Les retrouvailles algériennes furent émouvantes. La mémoire s’est soudainement réappropriée le présent pour imposer son tempo, non pas celui d’une marché funèbre mais plutôt celui d’une terre où s’estompèrent souvent tant d’errances. L’Algérie rappelle deux des siens, deux de ceux qui l’aimèrent avec passion et la défendirent avec hargne. L’une vint drapée de l’auréole du pays retrouvé et à qui le quai aux fleurs a répondu, l’autre rassasié de reposer enfin en paix dans ce cimetière au pied d’une cathédrale qui veille aussi sur une baie sublime. Dans une ville où résonne en écho l’appel éternel des muezzins à la prière.

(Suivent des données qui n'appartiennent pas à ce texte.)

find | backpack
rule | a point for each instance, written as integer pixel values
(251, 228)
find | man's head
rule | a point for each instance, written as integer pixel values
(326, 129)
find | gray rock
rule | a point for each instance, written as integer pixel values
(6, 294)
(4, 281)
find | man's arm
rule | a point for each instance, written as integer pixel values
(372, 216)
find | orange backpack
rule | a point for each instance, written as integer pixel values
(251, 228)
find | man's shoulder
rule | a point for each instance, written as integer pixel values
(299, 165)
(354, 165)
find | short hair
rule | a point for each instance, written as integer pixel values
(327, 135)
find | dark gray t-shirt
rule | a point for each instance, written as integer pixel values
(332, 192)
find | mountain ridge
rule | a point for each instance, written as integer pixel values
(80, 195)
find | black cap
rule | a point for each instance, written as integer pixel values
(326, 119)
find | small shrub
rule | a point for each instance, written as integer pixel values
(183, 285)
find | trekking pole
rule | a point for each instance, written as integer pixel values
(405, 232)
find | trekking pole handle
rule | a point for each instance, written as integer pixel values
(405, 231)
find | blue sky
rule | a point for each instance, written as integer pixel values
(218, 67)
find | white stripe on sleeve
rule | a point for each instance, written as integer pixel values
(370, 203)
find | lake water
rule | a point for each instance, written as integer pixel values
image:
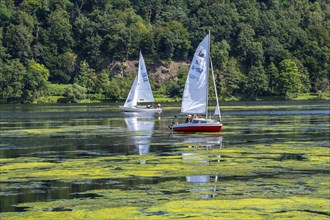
(94, 159)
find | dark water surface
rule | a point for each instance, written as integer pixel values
(82, 133)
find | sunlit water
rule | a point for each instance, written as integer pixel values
(62, 133)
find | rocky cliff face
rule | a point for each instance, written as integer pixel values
(158, 72)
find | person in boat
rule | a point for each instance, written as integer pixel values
(174, 122)
(188, 119)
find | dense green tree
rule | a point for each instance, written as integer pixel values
(74, 93)
(172, 40)
(256, 82)
(35, 81)
(12, 81)
(288, 81)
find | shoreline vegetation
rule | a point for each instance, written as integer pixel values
(72, 51)
(98, 99)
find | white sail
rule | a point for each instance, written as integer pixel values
(132, 97)
(140, 91)
(143, 89)
(194, 99)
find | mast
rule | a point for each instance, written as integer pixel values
(207, 75)
(215, 90)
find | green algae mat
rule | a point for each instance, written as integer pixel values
(94, 162)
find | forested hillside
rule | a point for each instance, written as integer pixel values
(77, 48)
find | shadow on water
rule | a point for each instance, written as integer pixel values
(55, 190)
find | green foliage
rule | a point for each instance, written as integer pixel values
(288, 79)
(56, 89)
(12, 81)
(74, 93)
(35, 81)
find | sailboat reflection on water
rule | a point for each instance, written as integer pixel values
(141, 130)
(202, 183)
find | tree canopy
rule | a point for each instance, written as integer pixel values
(259, 48)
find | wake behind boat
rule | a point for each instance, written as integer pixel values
(195, 95)
(140, 93)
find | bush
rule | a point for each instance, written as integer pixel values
(74, 93)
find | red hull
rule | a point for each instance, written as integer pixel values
(198, 128)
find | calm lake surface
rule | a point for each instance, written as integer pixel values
(93, 158)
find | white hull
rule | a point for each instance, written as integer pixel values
(141, 109)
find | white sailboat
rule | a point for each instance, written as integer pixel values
(195, 95)
(140, 92)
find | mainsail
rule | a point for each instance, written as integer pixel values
(141, 90)
(194, 99)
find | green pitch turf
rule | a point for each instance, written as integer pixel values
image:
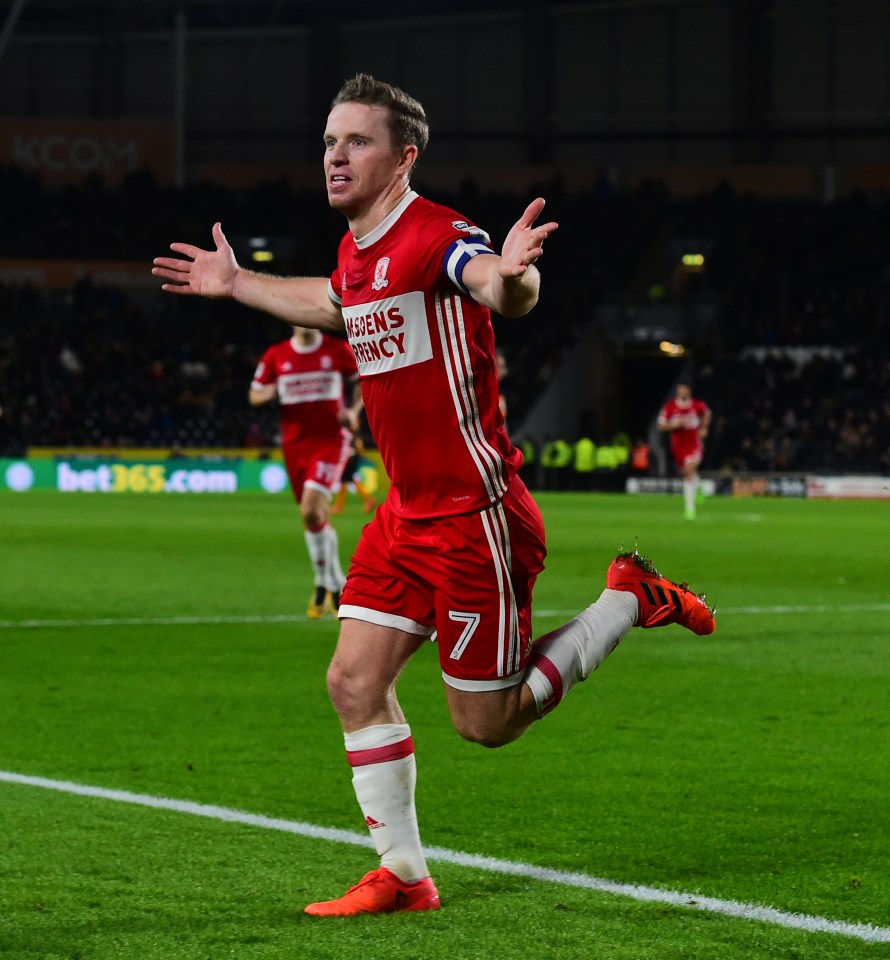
(139, 651)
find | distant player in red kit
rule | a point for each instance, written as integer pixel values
(687, 421)
(454, 550)
(309, 375)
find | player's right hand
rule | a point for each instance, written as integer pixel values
(207, 273)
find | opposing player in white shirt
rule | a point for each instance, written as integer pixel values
(456, 547)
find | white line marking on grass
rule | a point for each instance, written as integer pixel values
(730, 908)
(210, 620)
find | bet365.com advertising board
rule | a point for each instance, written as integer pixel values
(147, 476)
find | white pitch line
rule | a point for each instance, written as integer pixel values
(210, 620)
(730, 908)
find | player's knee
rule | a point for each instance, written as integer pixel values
(344, 689)
(313, 516)
(485, 732)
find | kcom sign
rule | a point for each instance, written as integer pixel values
(65, 151)
(81, 154)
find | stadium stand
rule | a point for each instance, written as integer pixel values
(797, 370)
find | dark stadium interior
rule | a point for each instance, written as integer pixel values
(785, 328)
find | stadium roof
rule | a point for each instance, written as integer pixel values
(104, 16)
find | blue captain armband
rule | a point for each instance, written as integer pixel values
(458, 255)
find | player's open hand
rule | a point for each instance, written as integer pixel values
(207, 273)
(525, 241)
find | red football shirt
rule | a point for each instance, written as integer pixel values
(426, 355)
(310, 383)
(689, 417)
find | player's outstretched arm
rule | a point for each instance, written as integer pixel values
(300, 301)
(509, 283)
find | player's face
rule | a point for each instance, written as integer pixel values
(361, 164)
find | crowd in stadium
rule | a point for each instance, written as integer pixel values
(797, 370)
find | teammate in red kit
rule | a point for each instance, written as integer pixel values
(308, 375)
(687, 421)
(455, 548)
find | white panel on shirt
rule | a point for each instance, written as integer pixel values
(388, 334)
(309, 387)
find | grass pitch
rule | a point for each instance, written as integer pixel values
(140, 651)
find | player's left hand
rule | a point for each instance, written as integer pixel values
(525, 241)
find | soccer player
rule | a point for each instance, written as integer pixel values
(308, 374)
(686, 420)
(456, 546)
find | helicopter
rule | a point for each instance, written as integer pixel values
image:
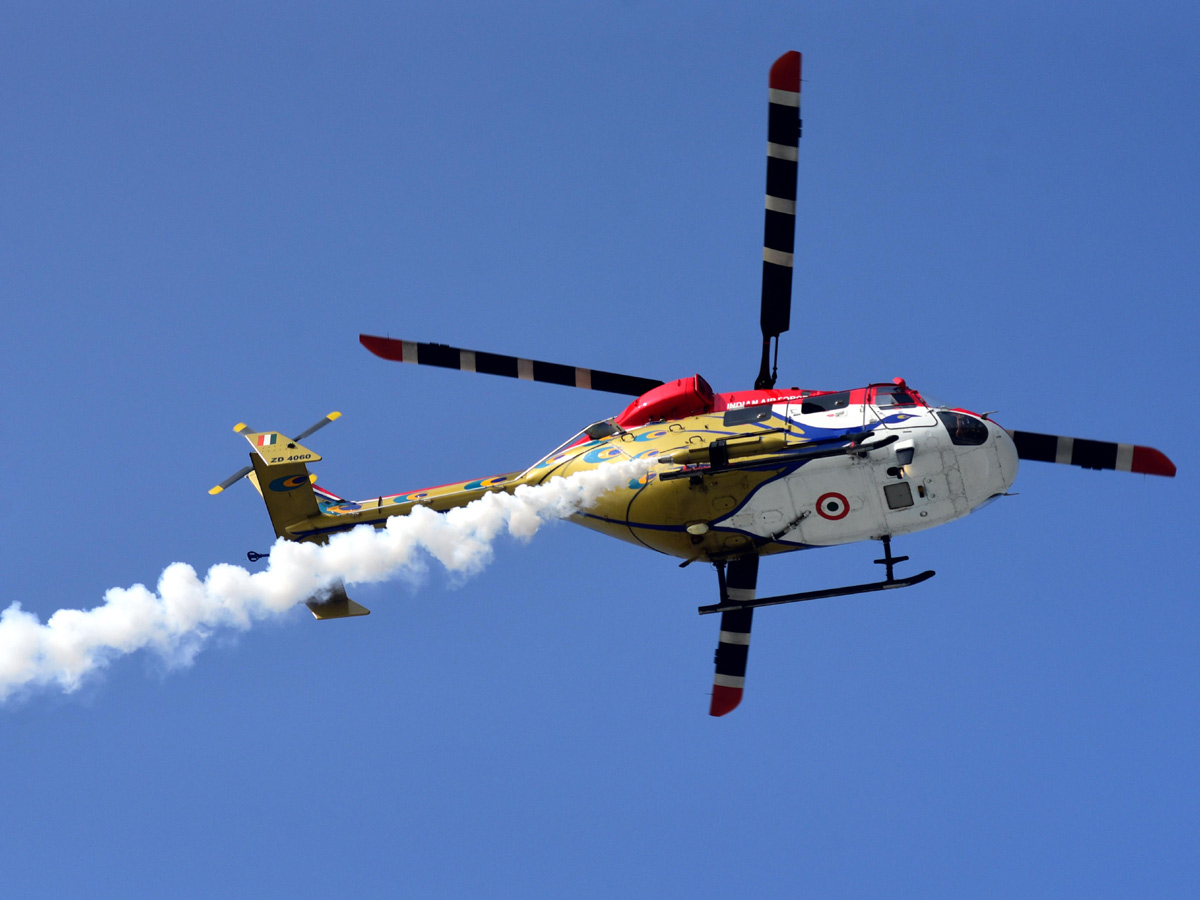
(727, 478)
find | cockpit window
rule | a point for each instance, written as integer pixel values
(747, 414)
(965, 430)
(894, 397)
(826, 402)
(601, 430)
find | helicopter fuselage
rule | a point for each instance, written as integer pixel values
(754, 472)
(771, 479)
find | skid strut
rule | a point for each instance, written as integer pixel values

Ce vendredi 13, Cherchell enterre Assia Djebbar. Une femme immense comme peut l’être le long voyage de l’hirondelle. Discrète au silence assourdissant, sa vie fut toujours un engagement sans cesse renouvelé. Sincère pour la cause algérienne, passionné pour l’écriture et amoureux fou de l’image. Et puis mille et une distinctions et consécrations plus tard, un retour gracieux vers les siens qui l’ont tant désirée et tant attendue. La terre enfin retrouvée, celle des ancêtres dans cette ville si présente mais oh combien lointaine, émeraude baignée de soleil.
Il aimait Alger qui le lui rendait si bien. Et ne dit-on pas que l’on est toujours du pays de son enfance ? Et cette dernière volonté d’être enterré en Algérie rappelle le souvenir que dans ce pays des algériens furent aussi juifs et chrétiens et vécurent souvent en harmonie et en paix à l’ombre protectrice de cette terre d’Islam.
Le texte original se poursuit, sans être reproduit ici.